When Ryan Komagome isn’t working as a Group Manager for Marketing Planning & Analytics at Adobe, he’s using his background and passion to volunteer as a basketball coach at South Bay Youth Sports, which provides a safe learning environment for at-risk kids in San Jose to play team sports. The league is especially vital for kids who don’t make their high school basketball teams but still love to play the game, helping them not only improve their basketball skills—but teaching them about opportunities and making positive life decisions.
“I got into coaching first at the high school level, and then in the summer I coached separately with a non-profit organization called South Bay Youth Sports Network. It’s open to all kids in east San Jose, California. We specifically try to recruit kids that don’t make their high school basketball team, but still have an affinity for basketball. We help them, through the relationship with basketball, to make better life decisions and to open up possibilities they may not have considered before.
One of the best highlights from coaching happened this past year. We had a kid on our team who is autistic. He made the team on his own merit. His team members rallied around him to make sure he was successful on the team. In the last game of the season, we had a packed gym chanting his name and he made the game-winning free throw. His mom came back to us after the game and said, ‘This is the best thing that has ever happened to me or my family.’”
Being a coach, Ryan says, allows him to work with people from all different backgrounds and understand diverse points of view — a skill that’s important on any team. And coaching basketball offers plenty of opportunities to put his experience in analytics to good use. Ryan looks to data to identify ways to improve his team, mirroring the analytics work he does at Adobe to analyze the effectiveness of marketing programs.
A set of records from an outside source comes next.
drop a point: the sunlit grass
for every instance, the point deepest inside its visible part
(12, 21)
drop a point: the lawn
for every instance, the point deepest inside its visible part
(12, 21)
“Adobe’s a special place because I truly believe they support the professional growth and the individual growth of the person. Coaching basketball makes me a better manager because it forces me to think about other points of view. In a basketball team you have anywhere between 10-15 guys who come from many different backgrounds, and I think that’s the same way with any team—you’re going to have different points of view and to help them understand where they’re coming from is a big thing to make people successful.”